An Omission-Tolerant Cryptographic Checksum

This is part 1 of a series on omission-tolerant integrity protection and related topics. A technical report on the topic is available on this site and in the IACR ePrint Archive.

Broadly speaking, an omission-tolerant cryptographic checksum is a checksum on data that does not change when items are removed from the data but makes it infeasible for an adversary to modify the data in other ways without invalidating the checksum.

We discovered the concept of omission-tolerant integrity protection while working on rich credentials. A rich credential includes subject attributes and verification data stored in a typed hash tree. We noted in an interim report that the root label of the tree could be viewed as an “omission-tolerant cryptographic checksum”. Prof. Phil Windley, who read the report, told us that he had not seen the concept before, and asked if we had invented it. We then added a section on typed hash trees and omission-tolerant integrity protection to the final report.

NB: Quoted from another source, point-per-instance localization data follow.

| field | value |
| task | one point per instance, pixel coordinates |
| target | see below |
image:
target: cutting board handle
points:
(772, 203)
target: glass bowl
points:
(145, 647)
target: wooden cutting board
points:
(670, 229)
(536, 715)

We've now written a new technical report that discusses omission-tolerant checksums and omission-tolerant integrity protection in a broader context than rich credentials. The main contributions of the new paper are a formal definition of omission-tolerant integrity protection, a method of computing an omission-tolerant checksum on a bit-string encoding of a set of key-value pairs, and a formal proof of security in an asymptotic security setting that uses the system parameterization concept introduced by Boneh and Shoup in their online book.

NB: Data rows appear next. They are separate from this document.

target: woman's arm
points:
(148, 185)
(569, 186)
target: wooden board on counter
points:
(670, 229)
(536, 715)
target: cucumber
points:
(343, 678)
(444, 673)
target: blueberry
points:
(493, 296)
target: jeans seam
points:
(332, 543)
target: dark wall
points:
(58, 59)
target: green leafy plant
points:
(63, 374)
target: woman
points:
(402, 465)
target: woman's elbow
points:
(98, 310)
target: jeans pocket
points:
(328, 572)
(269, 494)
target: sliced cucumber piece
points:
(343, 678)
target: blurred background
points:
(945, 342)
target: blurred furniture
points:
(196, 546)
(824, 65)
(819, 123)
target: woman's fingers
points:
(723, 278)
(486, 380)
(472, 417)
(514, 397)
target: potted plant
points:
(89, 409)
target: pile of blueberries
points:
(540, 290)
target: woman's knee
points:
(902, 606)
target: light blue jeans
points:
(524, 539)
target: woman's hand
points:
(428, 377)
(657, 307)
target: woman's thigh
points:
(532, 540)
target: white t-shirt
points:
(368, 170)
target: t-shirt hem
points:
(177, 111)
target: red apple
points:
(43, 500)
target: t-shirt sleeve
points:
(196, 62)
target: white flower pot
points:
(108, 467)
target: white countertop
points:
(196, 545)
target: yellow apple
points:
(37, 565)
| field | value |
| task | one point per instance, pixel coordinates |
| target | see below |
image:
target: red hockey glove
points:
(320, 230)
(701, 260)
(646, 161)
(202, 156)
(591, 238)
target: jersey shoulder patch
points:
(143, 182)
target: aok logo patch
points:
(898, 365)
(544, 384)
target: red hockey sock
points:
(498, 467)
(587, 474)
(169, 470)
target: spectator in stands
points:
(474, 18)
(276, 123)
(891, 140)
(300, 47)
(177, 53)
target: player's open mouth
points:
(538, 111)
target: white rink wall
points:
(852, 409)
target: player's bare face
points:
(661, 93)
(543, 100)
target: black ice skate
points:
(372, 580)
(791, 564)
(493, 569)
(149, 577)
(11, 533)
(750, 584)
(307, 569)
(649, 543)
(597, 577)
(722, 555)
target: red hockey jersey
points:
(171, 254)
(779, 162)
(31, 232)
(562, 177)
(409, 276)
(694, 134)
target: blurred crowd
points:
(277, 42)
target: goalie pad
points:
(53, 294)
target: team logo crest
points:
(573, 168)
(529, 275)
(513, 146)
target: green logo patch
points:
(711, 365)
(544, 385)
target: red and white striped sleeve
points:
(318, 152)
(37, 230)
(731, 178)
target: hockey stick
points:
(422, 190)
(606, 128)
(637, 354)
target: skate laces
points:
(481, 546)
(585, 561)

I have not said much in this blog about omission-tolerant integrity protection, and there is a lot to say: how an omission-tolerant checksum can be used to implement selective disclosure of subject attributes in public key certificates; how public key certificates with selective disclosure could easily provide security and privacy for client authentication in TLS; what's special about Boneh and Shoup's system parameterization concept and how we use it in our definitions and proofs; how can a typed hash tree provide omission-tolerant integrity protection whereas a Merkle tree cannot; and a number of narrower but no less interesting topics. This is the first of a series of posts on these topics.